採光や風通しをはじめ、熱の出入りや音の出入りなど、住まいの快適性は「窓」によって大きく変わります。また、窓に防犯や防災の対策をすることにより、住まいの安全性も大幅にアップします。今回はその窓について、吉運になるヒントをお伝えしましょう。

・鬼門(北東)や北の窓を吉にするヒント
採光や風通し、熱の出入りをダイレクトに左右するのが窓ですから、方位ごとの特性をきちんと把握し、窓のサイズや種類、性能などを考えることが大切です。まず、鬼門の北東や北側は、住まいで最も寒い場所。窓からの熱の損失も大きい場所です。この方位の窓はサイズを小さめにし、高断熱複層ガラスや樹脂製サッシ、2重サッシなどを採用して、熱損失を少なくしましょう。また、北側が道路であったり、隣家がなく北風がまともに窓に当たるような場合は、樹木などで風を防いだり、シャッターを装備しておきましょう。採光上、どうしても大きな窓をつくらなければならない場合は、断熱雨戸などを採用するのもよい方法です。
・ 裏鬼門(南西)の窓を吉にするヒント
南西の裏鬼門の窓は、一番暑い時間帯の日光と接することになります。鑑定にお越しになる方々の間取りを拝見していると、西日を遮るものがない状態でも、西側に大きな窓を設けている場合が多々ありますが、西日が差し室内温度が高まることで、暑苦しく過ごしにくい住空間となってしまうほか、建材や内装材などに含まれる有害物質が蒸散しやすくなり、シックハウス症候群の原因となるおそれも出てきます。

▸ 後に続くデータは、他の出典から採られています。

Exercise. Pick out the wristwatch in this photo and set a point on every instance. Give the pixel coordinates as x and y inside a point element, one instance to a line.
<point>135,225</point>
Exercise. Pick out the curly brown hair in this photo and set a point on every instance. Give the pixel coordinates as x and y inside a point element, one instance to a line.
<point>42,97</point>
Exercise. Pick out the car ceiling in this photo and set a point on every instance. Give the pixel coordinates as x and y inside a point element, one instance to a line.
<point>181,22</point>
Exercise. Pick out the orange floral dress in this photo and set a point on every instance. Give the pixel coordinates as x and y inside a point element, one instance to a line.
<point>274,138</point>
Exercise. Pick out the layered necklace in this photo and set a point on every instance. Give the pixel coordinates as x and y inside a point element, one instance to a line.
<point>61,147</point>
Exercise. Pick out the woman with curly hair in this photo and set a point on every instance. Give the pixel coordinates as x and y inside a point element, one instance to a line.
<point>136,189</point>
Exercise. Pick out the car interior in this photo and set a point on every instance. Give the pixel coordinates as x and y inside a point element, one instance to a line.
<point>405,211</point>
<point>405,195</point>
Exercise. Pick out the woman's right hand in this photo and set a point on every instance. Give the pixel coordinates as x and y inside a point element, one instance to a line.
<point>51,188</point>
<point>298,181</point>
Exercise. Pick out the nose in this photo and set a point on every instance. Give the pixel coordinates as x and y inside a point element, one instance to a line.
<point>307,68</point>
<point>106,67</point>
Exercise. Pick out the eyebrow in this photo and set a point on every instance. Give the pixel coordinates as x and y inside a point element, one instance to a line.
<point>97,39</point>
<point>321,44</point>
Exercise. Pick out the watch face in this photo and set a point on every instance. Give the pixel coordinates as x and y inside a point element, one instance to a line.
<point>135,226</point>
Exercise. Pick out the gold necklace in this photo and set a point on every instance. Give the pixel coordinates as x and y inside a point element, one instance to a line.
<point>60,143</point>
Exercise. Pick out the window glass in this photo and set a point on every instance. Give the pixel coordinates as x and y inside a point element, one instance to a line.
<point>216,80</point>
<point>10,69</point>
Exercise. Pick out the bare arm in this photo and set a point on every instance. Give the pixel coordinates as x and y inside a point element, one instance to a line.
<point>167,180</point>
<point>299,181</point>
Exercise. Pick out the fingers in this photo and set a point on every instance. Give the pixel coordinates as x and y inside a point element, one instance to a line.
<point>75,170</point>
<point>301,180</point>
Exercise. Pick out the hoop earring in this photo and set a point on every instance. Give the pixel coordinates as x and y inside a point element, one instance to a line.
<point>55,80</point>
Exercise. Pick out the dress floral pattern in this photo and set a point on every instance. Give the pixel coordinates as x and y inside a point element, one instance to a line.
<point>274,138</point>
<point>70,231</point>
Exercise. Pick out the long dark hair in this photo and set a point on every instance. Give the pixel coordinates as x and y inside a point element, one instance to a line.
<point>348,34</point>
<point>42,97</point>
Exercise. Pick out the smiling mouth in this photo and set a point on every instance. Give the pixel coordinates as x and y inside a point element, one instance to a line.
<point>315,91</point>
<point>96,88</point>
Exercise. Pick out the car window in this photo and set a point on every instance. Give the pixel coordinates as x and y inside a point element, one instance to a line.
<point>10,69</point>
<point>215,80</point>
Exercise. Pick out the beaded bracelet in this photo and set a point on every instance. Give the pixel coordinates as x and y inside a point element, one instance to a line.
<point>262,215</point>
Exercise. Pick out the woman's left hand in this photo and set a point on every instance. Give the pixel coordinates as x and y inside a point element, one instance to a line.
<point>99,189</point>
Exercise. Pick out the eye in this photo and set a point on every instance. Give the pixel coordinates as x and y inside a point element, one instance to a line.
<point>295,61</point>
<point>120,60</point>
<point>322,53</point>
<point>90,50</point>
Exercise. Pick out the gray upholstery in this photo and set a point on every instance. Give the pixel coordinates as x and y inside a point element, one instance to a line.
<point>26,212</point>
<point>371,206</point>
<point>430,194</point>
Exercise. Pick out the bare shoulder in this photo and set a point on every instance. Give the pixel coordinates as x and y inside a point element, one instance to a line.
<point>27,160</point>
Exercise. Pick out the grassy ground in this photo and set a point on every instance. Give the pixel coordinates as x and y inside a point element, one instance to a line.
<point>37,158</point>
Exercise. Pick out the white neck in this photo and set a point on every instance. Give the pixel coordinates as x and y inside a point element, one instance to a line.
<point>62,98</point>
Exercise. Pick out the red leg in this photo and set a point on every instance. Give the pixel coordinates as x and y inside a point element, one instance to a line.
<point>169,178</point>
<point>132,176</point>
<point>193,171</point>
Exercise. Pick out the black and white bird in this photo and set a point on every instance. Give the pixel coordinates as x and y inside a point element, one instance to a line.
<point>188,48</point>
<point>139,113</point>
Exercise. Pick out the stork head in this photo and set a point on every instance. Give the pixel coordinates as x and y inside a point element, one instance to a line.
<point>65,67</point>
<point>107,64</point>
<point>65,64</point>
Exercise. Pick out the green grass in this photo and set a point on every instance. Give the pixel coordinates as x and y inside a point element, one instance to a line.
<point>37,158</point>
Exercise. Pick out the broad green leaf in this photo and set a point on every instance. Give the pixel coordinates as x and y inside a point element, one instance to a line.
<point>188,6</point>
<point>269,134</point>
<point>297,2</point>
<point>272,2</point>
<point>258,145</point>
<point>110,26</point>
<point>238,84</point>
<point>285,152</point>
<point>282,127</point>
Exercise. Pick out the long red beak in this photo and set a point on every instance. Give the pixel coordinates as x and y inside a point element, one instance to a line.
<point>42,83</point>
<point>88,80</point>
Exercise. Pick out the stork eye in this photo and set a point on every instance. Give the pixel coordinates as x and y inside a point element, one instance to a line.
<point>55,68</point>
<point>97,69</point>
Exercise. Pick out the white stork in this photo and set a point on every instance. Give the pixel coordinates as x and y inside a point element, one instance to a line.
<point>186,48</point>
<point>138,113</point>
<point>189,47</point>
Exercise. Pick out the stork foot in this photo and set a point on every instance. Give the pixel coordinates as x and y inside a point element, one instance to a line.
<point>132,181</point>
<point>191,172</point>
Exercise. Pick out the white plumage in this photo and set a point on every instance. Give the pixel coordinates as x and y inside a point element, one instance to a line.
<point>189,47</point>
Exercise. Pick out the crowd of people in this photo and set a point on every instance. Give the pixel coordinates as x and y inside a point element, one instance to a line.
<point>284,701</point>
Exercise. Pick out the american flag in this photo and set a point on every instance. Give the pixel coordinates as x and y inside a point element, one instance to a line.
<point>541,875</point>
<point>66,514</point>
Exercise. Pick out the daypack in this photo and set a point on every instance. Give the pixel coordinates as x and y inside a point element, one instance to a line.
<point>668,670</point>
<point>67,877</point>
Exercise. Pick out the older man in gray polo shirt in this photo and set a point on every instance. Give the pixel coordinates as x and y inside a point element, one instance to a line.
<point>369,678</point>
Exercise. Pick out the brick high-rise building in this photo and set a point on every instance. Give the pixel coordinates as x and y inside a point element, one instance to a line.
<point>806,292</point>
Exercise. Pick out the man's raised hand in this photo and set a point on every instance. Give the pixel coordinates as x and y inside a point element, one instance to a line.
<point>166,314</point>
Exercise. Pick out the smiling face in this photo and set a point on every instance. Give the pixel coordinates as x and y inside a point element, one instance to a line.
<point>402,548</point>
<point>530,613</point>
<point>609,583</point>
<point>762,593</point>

西日が当たりそうな場合は、まず窓を小さくし、遮熱ガラス、ブラインド内蔵ガラスなどを採用して、西日による室温の上昇を和らげる配慮が必要です。また、窓を設置する位置にもひと工夫してみましょう。たとえば、窓の位置を下げて地窓にすることにより、部屋の奥深くまで日差しが差し込まなくなりますし、上に上げて高窓にすることで、室内の熱気が排出されやすくなります。室内を覗かれにくいという副次的な効果もあり、積極的に窓を開けることもできるようになりますね。
・東南の窓をさらに吉にするヒント
住まいの最もよい方角である東南の窓は、耐震性に影響がない限り、できるだけ大きい窓をつけることでさらに吉となります。多くの光と風を取り込むことで、住まいを乾かし、室内の腐敗した空気を排出させることができます。全開放型サッシや、天井まで高さのあるハイサッシなどを採用し、光と風に思いきり接することで気持ちのよい室内空間をつくることができますね。
「東南は大吉の場所 東南の力を利用する」でもお話しましたが、太陽光に含まれる紫外線には功罪があり、太陽の光と接することには良い面も悪い面もあります。しかし、人間は生活するだけでも多くの汗をかきますし、台所やお風呂では、毎日多くの湿気を発生させています。ですから、住まいの中はどうしても、カビやダニが発生しやすくなるわけです。それらを解決するためにも、住まいには太陽の恩恵が必要であり、それをきちんと受けるか否かで、室内環境は大きく変わります。生乾きの服を毎日着ているのは、健康的にはよくありませんね。それと同じく、住まいもしっかり乾かす生活習慣を持つことが大切なのです。
・ 窓を吉にするその他のヒント
窓には防犯や防災の機能もぜひ考慮してください。何かと物騒な昨今では、窓からは光や風だけでなく、泥棒も入ってくるおそれがありますね。また、台風などの強風や大雨、近隣に火災があった場合にはその炎なども、窓から私たちを脅かします。しかしながら今の時代には、これらを防ぐための機能や性能を持った窓ガラス、窓まわりの設備などがあります。外観のデザイン重視で窓の仕様を決める方も少なくありませんが、窓は住まいの見栄えだけでなく、住まいの快適性、安全性まで左右するものです。ですから、雨戸やシャッター、面格子などもきちんと装備して、安全にも配慮した窓をつくりましょう。
小池康壽の家相学では、「北風を受ける窓は断熱化、西日を受ける窓は遮熱化して吉。東南の窓からは、しっかり光と風を受けるべし。防犯、防災にも心がければなお吉となる」と申しておきましょう。